I've implemented two prime sieves in python 3 to find all prime numbers up to an upper limit n
- n
exlusive. The first one is rather naive, while the second one only considers odd numbers to begin with (some clever index-arithmetic is necessary).
Naive implementation:
def naive_sieve(n):
if n < 3:
return []
sieve = [False, False, True] + [True, False] * (n // 2 - 1)
for prime in range(3, int(n**0.5) + 1, 2):
if sieve[prime]:
for multiple in range(prime*prime, len(sieve), 2*prime):
sieve[multiple] = False
return [number for number, is_prime in enumerate(sieve) if is_prime]

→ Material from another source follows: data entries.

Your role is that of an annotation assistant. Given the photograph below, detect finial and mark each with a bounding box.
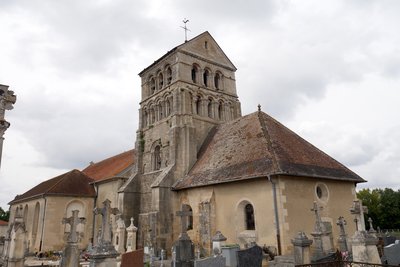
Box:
[181,18,190,43]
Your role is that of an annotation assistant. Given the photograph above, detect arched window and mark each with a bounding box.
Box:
[196,97,201,115]
[214,72,221,89]
[153,145,161,171]
[167,67,172,85]
[207,99,213,118]
[150,78,156,94]
[192,66,197,83]
[218,102,223,120]
[244,204,256,230]
[158,72,164,90]
[203,70,210,87]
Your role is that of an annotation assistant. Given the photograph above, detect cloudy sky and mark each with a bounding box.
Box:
[0,0,400,208]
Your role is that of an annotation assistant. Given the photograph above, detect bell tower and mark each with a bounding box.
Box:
[119,32,241,252]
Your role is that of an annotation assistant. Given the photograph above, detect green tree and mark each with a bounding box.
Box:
[0,207,10,222]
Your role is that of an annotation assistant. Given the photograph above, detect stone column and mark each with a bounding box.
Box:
[292,232,313,265]
[126,218,137,252]
[114,216,126,253]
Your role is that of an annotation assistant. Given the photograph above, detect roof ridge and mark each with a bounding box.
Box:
[43,169,78,195]
[256,111,282,172]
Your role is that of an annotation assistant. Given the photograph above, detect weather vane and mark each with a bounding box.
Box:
[181,18,190,42]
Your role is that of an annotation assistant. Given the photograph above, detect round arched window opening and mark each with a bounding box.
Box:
[315,183,329,202]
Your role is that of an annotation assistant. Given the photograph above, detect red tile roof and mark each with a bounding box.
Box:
[174,111,365,190]
[9,170,96,204]
[82,149,135,181]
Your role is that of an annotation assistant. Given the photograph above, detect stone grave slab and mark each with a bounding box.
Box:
[194,255,226,267]
[121,249,144,267]
[237,246,263,267]
[383,243,400,265]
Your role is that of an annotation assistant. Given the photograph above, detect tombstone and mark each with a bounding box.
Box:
[311,201,334,261]
[61,210,86,267]
[212,231,227,255]
[126,218,137,252]
[6,205,26,267]
[121,249,144,267]
[336,216,349,252]
[237,245,263,267]
[89,199,119,267]
[292,232,313,265]
[171,205,194,267]
[350,199,368,231]
[194,255,226,267]
[114,216,126,253]
[382,242,400,265]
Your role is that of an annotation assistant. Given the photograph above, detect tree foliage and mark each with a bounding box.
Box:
[357,188,400,229]
[0,207,10,222]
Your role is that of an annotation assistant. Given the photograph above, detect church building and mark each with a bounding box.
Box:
[3,32,365,260]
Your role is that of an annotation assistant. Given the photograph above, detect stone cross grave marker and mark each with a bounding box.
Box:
[336,216,349,252]
[94,199,119,243]
[176,205,192,240]
[350,199,368,231]
[62,210,86,243]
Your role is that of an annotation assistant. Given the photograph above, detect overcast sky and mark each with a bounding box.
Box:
[0,0,400,208]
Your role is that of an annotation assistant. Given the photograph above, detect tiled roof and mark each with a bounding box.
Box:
[174,111,365,190]
[9,170,96,204]
[82,149,135,181]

I actually implemented the more advanced sieve twice. One time giving every little step a sub-function with name (to get the understanding right) and the second time without all these definitions (to minimize the number of function calls).
More readable implementation
def easy_odd_sieve(n):
if n < 3:
return []
def number_of_odd_nums_below(n):
return n // 2
def greatest_odd_number_below(n):
return ceil(n) // 2 * 2 - 1
def index_of_odd_number(n):
return (n - 1) // 2
def odd_number_from_index(i):
return (2*i + 1)
sieve = [0] + [1] * (number_of_odd_nums_below(n) - 1)
for j in range(1, index_of_odd_number(greatest_odd_number_below(n ** 0.5)) + 1):
if sieve[j]:
for i in range(index_of_odd_number(odd_number_from_index(j) ** 2), len(sieve), odd_number_from_index(j)):
sieve[i] = False
return [2] + [odd_number_from_index(index) for index, is_prime in enumerate(sieve) if is_prime]
Final implementation:
def odd_sieve(n):
if n < 3:
return []
sieve = [0] + [1] * (n //2 - 1)
for j in range(1, ceil(n ** 0.5) // 2):
if sieve[j]:
for i in range((2*j)*(j + 1), len(sieve), 2*j + 1):
sieve[i] = False
return [2] + [2*index + 1 for index, is_prime in enumerate(sieve) if is_prime]
My questions regarding this code are:
- How does my general python programming style look like?
- Correctness. Is the code correct or did I overlook something?
(I've checked that all sieves return the same list for
n in range(1, 1000)
) - Naming. Are the variable names clear to the reader? What would you change?